My father smoked a pipe so they made handy birthday and Christmas presents. You
can mold a lot of pipe holders over a three-year span.
Overall,
my Seventh grade marks weren’t too bad, but still a slight drop off from Sixth
Grade where I finished with a B minus. I managed a 2.38 average for Seventh
Grade, which is a C Plus. My worst subject was spelling in which I got straight
Ds. The explanation given was “Poor examinations”. Yeah, I probably couldn’t
even spell “examination”. If I could have thrown out Spelling, I would have
finished with a B plus.
My best subjects were Science and the creative ones: Art,
Music and Reading. I still had some interest in the sciences at the time. I
also had my Homeroom teacher for General Science class. His name was Ray
DiSerafino (pictured right) and I would bet every person who ever had him for a
teacher admires him. Everybody knew him as Mr. D.
He was truly a teacher who cared about we students. His
classes were always well behaved because the pupils respected him. He had time
for everybody. In Stuart’s memoir, after telling some of the negative
prejudices he had suffered, he writes of Mr. D under the heading, “The opposite
of anti-Semitism at DHS”.
"There is one teacher who stands
head and shoulders above all the others at DHS, and I have just recently
learned that they named the football stadium in his honor. Without any question, Raymond
DiSerafino (Mr. D) was one of the finest teachers (if not the finest teacher) I
ever had. Interestingly, I have no
recollection of any courses that he taught. But I do know that he, and he alone, made me believe in my
own abilities to get into college.
I was sure that I would not get into college because I was Jewish (I
still am) and I assumed that colleges were as anti-Semitic as DHS. One time I specifically asked Mr. D if
he thought I had any chance of getting into college. He was surprised at my question wondering why I would ask
such a question. My response was
that I did not know if colleges admitted Jewish people. I recall clearly his surprise at such a
question. He was not able to think
in such biased terms, and he assured me that I could and should apply to any
college I want. He was right! He literally opened my eyes to a world
of people who were not anti-Semitic.
Where ever you are, Mr. D, 'Thank you!'"
Mr. D also coached sports teams at Downingtown and eventually
he became the Principal of the high school, during which service he was named
one of Chester County’s Top Educators of the 2oth Century. He died in 2009 at
the age of 83. Thank you for the soul you were, Mr. D.

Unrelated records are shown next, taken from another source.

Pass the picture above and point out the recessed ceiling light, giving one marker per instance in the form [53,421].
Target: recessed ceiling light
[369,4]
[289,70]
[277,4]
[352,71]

One of those rare people who encouraged my writing ambitions
was Mrs. Jean Pollock (pictured left), although the Lord knows why she did. I had her for my aforementioned disaster, Spelling. She also taught English and Reading. My English marks were not very good. I finished with a C after receiving
D for each of the first three periods. Yet she still sensed something
worthwhile in the moody, skinny kid sitting in the back of the room. She always
took time to talk to me and tell me not to give up. You wouldn’t think a guy
who couldn’t spell and was barely getting by in English was a prime candidate
for a literary career, but she believed in my dreams despite that.
I wish I’d had more teachers like Mr. D. and Mrs. Pollock.